The body’s preferred source of energy is adenosine triphosphate (ATP). During exercise, the normal energy requirement increases, creating an increased “requirement” of the body for ATP for optimal functioning. To meet energy needs, the body must convert dietary nutrients into ATP through multiple processes. Water plays a crucial role in this cycle, and without it, productivity can drop to zero.
How to stay hydrated
Generally speaking, dehydration usually occurs as a result of an accumulation of time or activity that has brought the body into a negative fluid balance. The best advice for preventing dehydration is to simply maintain adequate fluid levels throughout the day. There are many ways to do this.

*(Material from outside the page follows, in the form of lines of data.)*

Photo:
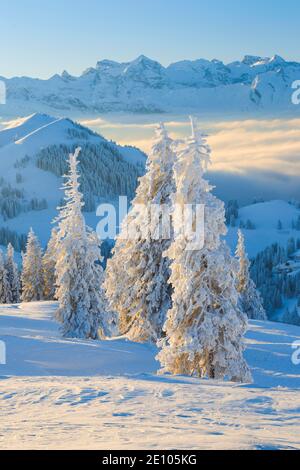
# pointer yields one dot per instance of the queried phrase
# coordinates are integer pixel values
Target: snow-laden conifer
(32, 272)
(12, 275)
(137, 275)
(250, 299)
(4, 284)
(49, 262)
(79, 275)
(204, 328)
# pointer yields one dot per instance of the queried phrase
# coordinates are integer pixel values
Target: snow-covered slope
(265, 217)
(60, 393)
(33, 153)
(144, 85)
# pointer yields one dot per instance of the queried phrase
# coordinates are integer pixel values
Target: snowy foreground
(57, 393)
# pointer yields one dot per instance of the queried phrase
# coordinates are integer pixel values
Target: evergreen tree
(79, 275)
(12, 275)
(204, 328)
(49, 262)
(137, 275)
(250, 299)
(32, 273)
(4, 284)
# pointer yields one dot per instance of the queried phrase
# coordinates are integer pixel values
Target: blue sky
(42, 37)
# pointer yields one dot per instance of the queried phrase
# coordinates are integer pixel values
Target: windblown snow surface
(71, 394)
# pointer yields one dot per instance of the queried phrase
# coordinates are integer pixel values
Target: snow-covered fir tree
(204, 328)
(12, 275)
(79, 275)
(250, 299)
(4, 284)
(49, 262)
(137, 275)
(32, 272)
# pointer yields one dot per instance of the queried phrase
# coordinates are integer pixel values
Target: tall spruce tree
(250, 300)
(204, 328)
(79, 275)
(137, 275)
(49, 262)
(32, 273)
(12, 275)
(4, 284)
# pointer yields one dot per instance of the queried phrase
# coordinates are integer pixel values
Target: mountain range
(255, 84)
(33, 160)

- Keeping the body hydrated throughout the day Drink water throughout the day. For most active people, there is no golden rule about how much water you need to drink per day.
The easiest way to stay hydrated is to simply drink whenever you feel thirsty. Forget to drink during the day? Consider bringing a reusable water bottle with you.
- Take electrolytes after intense training Try to find liquid sources of electrolytes. The intake of electrolytes allows you to replenish their reserves that you may have used up during training. The most important electrolytes to look for in supplements include sodium bicarbonate, potassium, magnesium, calcium, chloride, and phosphorus.
- Drink more on hot days On warm days, when you spend a lot of time outside, you may notice that you sweat more than usual. Passive sweating can easily lead to dehydration without you knowing it. Increase your fluid intake accordingly and try to supplement your body with foods high in electrolytes. An easy way to ensure that your body is replenishing your body’s vital electrolytes is to take single serving packets or electrolyte tablets with you.
- Look out for all sources of hydration Nearly every liquid drink or meal consumed throughout the day, other than diuretics, such as caffeinated drinks and alcohol, can play a role in keeping the body hydrated. Don’t like water? Try recovery shakes, juices, and even fruits to stay hydrated.
The tips above are easy to implement and follow every day. The goal should not be just increased drinking, but intuitive drinking that meets the general needs of the body. If you are mobile and sweat a lot, your electrolyte and fluid needs will be much higher than others. When in doubt, drink something every couple of hours and remember to drink more after an intense workout.
Staying hydrated is more than just drinking eight glasses of water a day. While this advice is good general advice for the public, it does not take into account the individual needs of the body and the impact of lifestyle factors such as exercise. If you sweat regularly and want to achieve optimal performance, then it’s worth taking a closer look at hydration as one of the most important items on your list of daily needs.